Several people have cautioned me to keep a close eye on our dog, Sophie, since Cooper died four days ago. She and Coops were as close as any two dogs I’ve ever known, together for over nine years. My mom used to call them ‘Mutt and Jeff’ from the old television (or radio?) show. Coops was very much the alpha, and Sophie was her sweet and meek shadow. Watching Sophie now I wonder, do animals grieve?
I have read contrasting opinions on the subject of animal grieving, and can only speak from my own experience. I think that animals are very wise about and accepting of death and dying- far more so than we humans- and that they, like people, grieve in their own way. When we lost our Doberman, Bailey, we let our cat, Kasey, say goodbye. It was beautiful to watch their communication and acceptance. Something transpired between them that I will never understand, but felt honored to witness. Cooper was a puppy at the time, and she worshipped sweet Bailey. Her reaction was different; she continued to search for Bailey, especially at mealtimes, for weeks afterwards. She didn’t seem sad, but rather confused- where is my playmate? For years afterwards if I asked her, “Where’s Buddy?”, she would look around. She did the same after my mother died, always looking upstairs or at the garage door in the direction Mom had entered our home if I asked, “Coops, where’s Grandma?”
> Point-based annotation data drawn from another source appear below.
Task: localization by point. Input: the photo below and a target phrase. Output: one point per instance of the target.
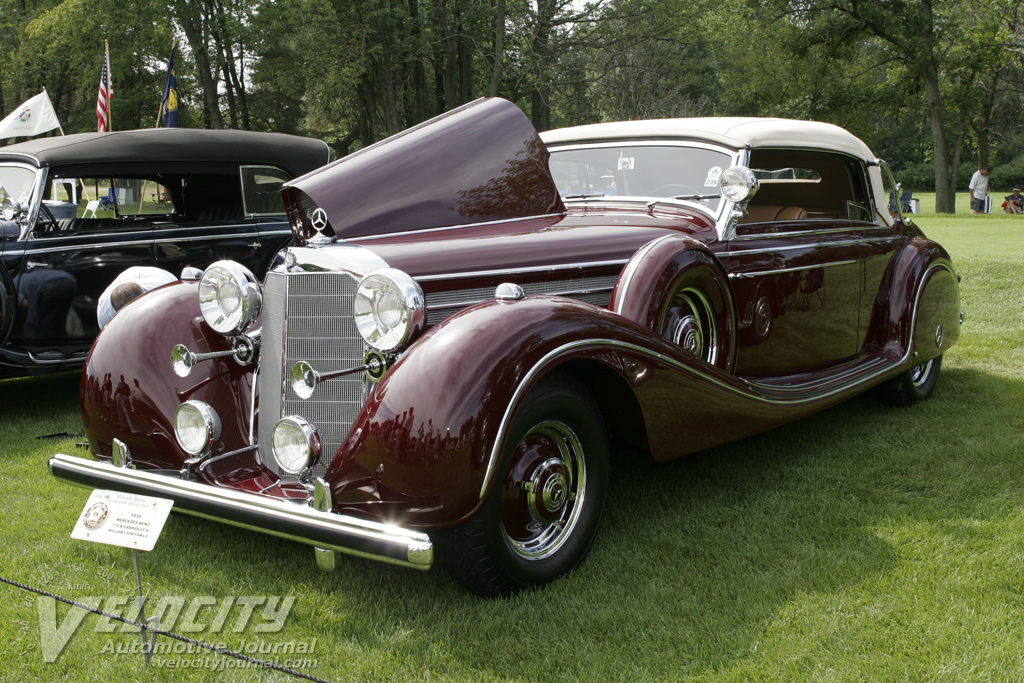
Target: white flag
(32, 118)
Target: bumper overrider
(295, 521)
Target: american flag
(105, 92)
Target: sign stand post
(129, 521)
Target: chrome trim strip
(796, 268)
(796, 233)
(295, 521)
(513, 271)
(845, 243)
(753, 385)
(448, 227)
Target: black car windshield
(643, 171)
(16, 183)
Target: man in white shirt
(132, 283)
(979, 189)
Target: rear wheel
(544, 510)
(913, 385)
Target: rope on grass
(169, 634)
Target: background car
(80, 209)
(473, 321)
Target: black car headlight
(389, 309)
(229, 297)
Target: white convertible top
(736, 132)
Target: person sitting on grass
(1015, 202)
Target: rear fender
(662, 268)
(916, 315)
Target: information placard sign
(122, 519)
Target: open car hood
(479, 163)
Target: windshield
(643, 171)
(16, 182)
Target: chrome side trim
(798, 268)
(775, 250)
(370, 238)
(295, 521)
(762, 392)
(798, 233)
(515, 271)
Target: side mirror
(11, 210)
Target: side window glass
(261, 189)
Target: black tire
(527, 536)
(913, 385)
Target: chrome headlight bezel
(206, 419)
(738, 183)
(302, 449)
(235, 285)
(389, 309)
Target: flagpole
(110, 87)
(81, 181)
(160, 113)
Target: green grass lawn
(863, 544)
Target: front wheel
(913, 385)
(543, 513)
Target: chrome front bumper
(295, 521)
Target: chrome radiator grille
(308, 316)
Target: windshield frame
(724, 205)
(32, 204)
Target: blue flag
(169, 103)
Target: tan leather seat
(763, 213)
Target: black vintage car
(78, 210)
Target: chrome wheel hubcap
(543, 493)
When Kasey died, we let both Cooper and Sophie say goodbye to her before we took her to the vet. It was incredibly beautiful as each dog took their turn gently sniffing her and silently communicating. I have no idea what was communicated; perhaps the scent of the very ill cat, the acceptance that death was imminent? Cooper looked for her for a few days afterwards, but Sophie seemed to move on with the normal routine right away.
When Coops collapsed during our walk and struggled to breathe, Sophie sat by us on the sidewalk and whimpered softly. We hastily dropped her off through my garage door in our rush to get Coops to the vet, and let her smell Coops’ harness and collar when we returned home. At first she didn’t appear to be phased by any of it, but picked up on our sadness and stayed very close to me.
When I came home the other day and opened my side garage door, Sophie was waiting. She looked happy and excited, looking past me, and I realized- she was watching for Coops to come out of the garage. When I closed the door, Sophie’s mood visibly deflated, and she turned and walked back toward the house. Since then, she has seemed despondent at times, clinging even more closely to me.
I don’t want to project my own grief onto Sophie; I know that she is not processing the loss of Cooper in the same way that Dan and I are. However, it is clear to me that she has noticed the change in routine, the absence of the dog that was with her twenty-four/seven for years. She will be fine, but we are making sure to give her lots and lots of love and attention. It helps us, too, as we feel the void left by Cooper’s loss acutely.
I tried something new, taking Sophie to the pet store for the first time ever. We never could go before, as Cooper was far too protective to put her in that type of situation. It was a big success! Sophie loved it- especially the treats they gave her and the German Shepherd and Golden Retriever puppies she got to meet walking through the store, and the beautiful Doberman we met at checkout. She was gentle, sweet, and well-behaved. It was something simple that so many take for granted, but I think it was sort of like Christmas for me and Sophie.
A couple of friends reminded me of the quote, “When a door closes, a window opens.” I would give anything to have our Coops back with us- my heart is broken over her loss. However, life has to go on, and I’m going to embrace this new phase of being able to take Sophie anywhere without worry. My new ride-along buddy, both of us healing together.